Сын вдовца сделал это. Он поправил синие цветы за розовой лентой, поднял глаза на потемневшее от времени зеркало в прихожей — и ничего не увидел в нем.

— Нет меня! — радостно выдохнул Феликс.

— Перестань дурачиться, — сказал отец, появившись в прихожей. — И сними шляпу Клары. Ты ее помнешь. Почему ты выскочил из-за стола в самый неподходящий момент? Это неудобно наконец, тебя ждут.

Слова отца вновь сделали Феликса видимым. Он нехотя снял шляпу Клары и вернулся к столу.

— Мальчик, — кокетливо сказала немолодая женщина взрослому парню. — Ты так красив в своей молодости. У тебя есть избранница сердца? Скажи, ты полон любви?

— Ненависти, — сухо ответил Феликс, придвинув к себе тарелку с винегретом.

— И кого ты так ненавидишь? — улыбаясь, спросила Клара.

— Вас, — коротко ответил Шапа, сделав внезапно невидимым весь мир вокруг себя.

Он был в этом мире, а мира не было. Феликс тогда понял: только ненависть способна на это. Ненависть — это шапка-невидимка, могущая скрыть от глаз наших все сущее, кроме нас самих.

Шапа стал жить ненавистью. Он прогнал от себя девушку Марину. Он всех прогнал от себя, решившись на полное одиночество.

Феликс учился в университете, он общался с сокурсниками, он ходил на вечеринки, пил водку, ухаживал за девицами, но он ненавидел все вокруг до полной невидимости, но зато мог мериться с невидимым, не помышляя о самоубийстве, об исчезновении себя самого.

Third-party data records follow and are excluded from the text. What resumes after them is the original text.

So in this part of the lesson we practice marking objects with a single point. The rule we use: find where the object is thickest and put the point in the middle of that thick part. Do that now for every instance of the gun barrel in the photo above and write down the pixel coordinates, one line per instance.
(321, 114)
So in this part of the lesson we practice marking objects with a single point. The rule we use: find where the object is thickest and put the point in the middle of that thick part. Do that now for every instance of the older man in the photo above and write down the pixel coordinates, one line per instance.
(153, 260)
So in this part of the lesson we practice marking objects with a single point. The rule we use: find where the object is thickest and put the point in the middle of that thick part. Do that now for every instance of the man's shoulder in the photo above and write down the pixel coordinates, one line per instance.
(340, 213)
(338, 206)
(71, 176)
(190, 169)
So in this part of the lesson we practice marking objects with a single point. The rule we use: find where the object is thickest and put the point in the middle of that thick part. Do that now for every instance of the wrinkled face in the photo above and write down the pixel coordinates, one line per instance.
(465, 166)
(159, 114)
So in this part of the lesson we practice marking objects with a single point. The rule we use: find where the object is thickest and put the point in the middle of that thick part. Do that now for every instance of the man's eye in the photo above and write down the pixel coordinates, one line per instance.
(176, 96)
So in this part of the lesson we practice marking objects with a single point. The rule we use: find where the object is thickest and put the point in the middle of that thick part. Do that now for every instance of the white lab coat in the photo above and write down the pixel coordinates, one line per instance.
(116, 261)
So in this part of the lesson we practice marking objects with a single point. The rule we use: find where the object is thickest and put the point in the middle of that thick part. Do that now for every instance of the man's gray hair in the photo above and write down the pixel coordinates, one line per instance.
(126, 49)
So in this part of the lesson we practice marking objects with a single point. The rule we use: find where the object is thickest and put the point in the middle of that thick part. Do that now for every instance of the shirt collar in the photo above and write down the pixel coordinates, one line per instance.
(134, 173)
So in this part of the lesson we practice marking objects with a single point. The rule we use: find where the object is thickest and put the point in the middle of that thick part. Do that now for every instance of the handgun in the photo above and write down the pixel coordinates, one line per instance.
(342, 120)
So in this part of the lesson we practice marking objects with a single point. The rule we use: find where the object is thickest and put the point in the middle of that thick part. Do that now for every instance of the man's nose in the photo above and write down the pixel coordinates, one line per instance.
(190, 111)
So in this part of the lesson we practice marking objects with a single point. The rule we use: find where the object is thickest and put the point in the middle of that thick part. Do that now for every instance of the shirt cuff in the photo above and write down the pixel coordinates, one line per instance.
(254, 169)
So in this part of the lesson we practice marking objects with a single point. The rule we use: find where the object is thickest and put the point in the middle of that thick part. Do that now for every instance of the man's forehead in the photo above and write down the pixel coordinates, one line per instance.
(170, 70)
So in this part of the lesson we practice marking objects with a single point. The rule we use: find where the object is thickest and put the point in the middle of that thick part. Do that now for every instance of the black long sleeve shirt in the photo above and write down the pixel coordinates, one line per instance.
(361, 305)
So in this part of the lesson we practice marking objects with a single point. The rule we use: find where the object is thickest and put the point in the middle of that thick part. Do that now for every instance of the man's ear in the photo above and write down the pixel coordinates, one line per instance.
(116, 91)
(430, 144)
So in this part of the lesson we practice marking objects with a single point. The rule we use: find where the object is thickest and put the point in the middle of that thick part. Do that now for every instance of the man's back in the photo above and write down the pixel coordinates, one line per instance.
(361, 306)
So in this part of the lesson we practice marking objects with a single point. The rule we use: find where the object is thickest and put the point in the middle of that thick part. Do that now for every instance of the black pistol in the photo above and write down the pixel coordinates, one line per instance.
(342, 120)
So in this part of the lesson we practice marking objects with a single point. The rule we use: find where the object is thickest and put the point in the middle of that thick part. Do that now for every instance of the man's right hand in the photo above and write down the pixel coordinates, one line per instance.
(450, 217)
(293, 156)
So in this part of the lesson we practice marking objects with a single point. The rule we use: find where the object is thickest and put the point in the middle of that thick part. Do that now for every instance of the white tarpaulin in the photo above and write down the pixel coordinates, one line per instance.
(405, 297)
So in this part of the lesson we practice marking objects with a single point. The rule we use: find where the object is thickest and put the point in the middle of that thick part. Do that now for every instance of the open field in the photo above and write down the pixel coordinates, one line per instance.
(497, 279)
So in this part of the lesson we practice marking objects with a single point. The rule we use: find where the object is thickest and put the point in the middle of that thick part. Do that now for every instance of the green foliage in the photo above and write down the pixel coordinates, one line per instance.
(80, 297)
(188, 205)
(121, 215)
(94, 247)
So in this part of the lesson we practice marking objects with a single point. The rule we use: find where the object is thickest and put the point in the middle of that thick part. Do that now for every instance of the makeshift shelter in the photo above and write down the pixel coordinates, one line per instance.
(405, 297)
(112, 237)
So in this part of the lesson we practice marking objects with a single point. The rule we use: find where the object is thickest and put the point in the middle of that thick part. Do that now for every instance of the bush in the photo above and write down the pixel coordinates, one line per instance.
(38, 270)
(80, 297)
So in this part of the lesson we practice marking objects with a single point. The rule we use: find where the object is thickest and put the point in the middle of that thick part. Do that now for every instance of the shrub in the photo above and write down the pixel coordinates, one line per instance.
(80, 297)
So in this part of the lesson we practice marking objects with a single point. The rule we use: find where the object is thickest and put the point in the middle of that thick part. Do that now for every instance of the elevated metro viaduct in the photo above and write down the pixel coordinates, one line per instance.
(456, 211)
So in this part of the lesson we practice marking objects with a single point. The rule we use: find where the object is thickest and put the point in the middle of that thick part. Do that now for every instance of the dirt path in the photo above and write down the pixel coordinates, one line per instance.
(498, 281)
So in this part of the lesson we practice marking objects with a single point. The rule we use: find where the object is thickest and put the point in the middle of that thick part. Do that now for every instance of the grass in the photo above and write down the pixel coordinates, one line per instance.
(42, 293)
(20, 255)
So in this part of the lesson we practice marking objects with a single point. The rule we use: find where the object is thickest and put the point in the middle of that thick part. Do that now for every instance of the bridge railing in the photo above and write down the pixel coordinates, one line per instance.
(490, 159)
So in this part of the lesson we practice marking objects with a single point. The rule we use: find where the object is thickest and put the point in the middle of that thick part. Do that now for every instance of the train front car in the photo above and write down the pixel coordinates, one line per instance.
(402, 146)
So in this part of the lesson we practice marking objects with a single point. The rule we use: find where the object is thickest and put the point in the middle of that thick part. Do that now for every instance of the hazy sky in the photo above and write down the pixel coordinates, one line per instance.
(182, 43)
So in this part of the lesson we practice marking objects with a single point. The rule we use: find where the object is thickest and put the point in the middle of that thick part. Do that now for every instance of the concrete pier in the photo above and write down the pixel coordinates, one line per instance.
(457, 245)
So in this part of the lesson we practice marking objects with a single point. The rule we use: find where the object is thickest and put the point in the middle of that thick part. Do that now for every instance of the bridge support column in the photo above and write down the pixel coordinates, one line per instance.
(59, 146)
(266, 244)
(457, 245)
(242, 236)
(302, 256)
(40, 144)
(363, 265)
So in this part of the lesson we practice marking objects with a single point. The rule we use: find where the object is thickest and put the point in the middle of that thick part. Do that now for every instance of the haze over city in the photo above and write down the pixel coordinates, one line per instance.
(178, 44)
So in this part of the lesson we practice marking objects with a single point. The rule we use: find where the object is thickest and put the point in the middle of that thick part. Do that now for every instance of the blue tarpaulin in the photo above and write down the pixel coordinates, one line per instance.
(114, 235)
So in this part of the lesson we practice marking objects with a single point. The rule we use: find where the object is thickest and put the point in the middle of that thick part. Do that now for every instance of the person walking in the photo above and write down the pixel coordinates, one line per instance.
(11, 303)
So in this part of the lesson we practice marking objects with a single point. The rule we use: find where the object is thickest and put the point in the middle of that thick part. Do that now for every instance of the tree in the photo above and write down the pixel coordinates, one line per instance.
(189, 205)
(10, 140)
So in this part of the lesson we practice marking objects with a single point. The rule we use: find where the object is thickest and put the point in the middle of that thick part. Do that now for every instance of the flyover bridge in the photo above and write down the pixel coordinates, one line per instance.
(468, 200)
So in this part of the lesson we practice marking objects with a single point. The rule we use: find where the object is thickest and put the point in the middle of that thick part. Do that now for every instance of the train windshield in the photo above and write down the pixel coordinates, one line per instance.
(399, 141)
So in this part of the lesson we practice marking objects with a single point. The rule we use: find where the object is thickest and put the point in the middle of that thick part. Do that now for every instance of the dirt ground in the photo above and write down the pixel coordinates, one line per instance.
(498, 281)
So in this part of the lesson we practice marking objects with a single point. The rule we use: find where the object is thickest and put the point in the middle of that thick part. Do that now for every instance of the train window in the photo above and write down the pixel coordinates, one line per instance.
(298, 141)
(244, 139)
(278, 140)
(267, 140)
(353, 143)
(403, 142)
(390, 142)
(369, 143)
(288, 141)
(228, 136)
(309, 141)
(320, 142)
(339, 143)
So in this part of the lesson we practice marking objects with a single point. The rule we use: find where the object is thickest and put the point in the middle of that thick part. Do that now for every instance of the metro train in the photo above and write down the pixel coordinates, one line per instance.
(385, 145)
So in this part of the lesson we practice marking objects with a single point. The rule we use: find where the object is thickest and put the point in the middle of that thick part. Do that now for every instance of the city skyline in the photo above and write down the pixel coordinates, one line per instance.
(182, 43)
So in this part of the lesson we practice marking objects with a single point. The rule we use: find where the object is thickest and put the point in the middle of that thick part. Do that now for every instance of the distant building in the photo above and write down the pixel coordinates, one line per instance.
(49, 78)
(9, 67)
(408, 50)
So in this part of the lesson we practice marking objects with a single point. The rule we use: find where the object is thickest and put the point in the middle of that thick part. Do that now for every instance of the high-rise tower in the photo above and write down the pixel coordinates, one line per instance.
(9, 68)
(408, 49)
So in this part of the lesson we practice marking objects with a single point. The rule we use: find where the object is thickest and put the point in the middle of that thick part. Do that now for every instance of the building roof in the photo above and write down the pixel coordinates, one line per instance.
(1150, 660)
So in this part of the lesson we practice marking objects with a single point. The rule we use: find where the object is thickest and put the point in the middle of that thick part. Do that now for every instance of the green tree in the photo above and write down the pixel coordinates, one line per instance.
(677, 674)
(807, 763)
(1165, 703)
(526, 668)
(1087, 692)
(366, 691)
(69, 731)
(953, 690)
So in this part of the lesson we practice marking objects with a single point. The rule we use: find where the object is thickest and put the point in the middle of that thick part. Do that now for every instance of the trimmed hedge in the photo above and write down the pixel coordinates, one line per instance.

Он возненавидел одну девушку — Ольгу — больше остальных девиц и решил на ней жениться. Феликс получил диплом, устроился на хорошую работу и осуществил свое намерение.

В день свадьбы девушка Ольга сказала Шапе:

— Милый, спасибо тебе, что ты меня полюбил.

— Что ты! — улыбнувшись, ответил Феликс. — Я тебя ненавижу!

И девушка Ольга рассмеялась, думая, что ее суженый так шутит: непринужденно и весело.

Феликс стал жить семейно. Ничего особенного не было в его брачной жизни, кроме странной привычки дарить жене по всем праздничным дням головные уборы.

Ольге все это казалось наивной причудой. Она покорно становилась перед зеркалом, ожидая, когда Шапа собственноручно напялит на нее очередную шляпку или берет.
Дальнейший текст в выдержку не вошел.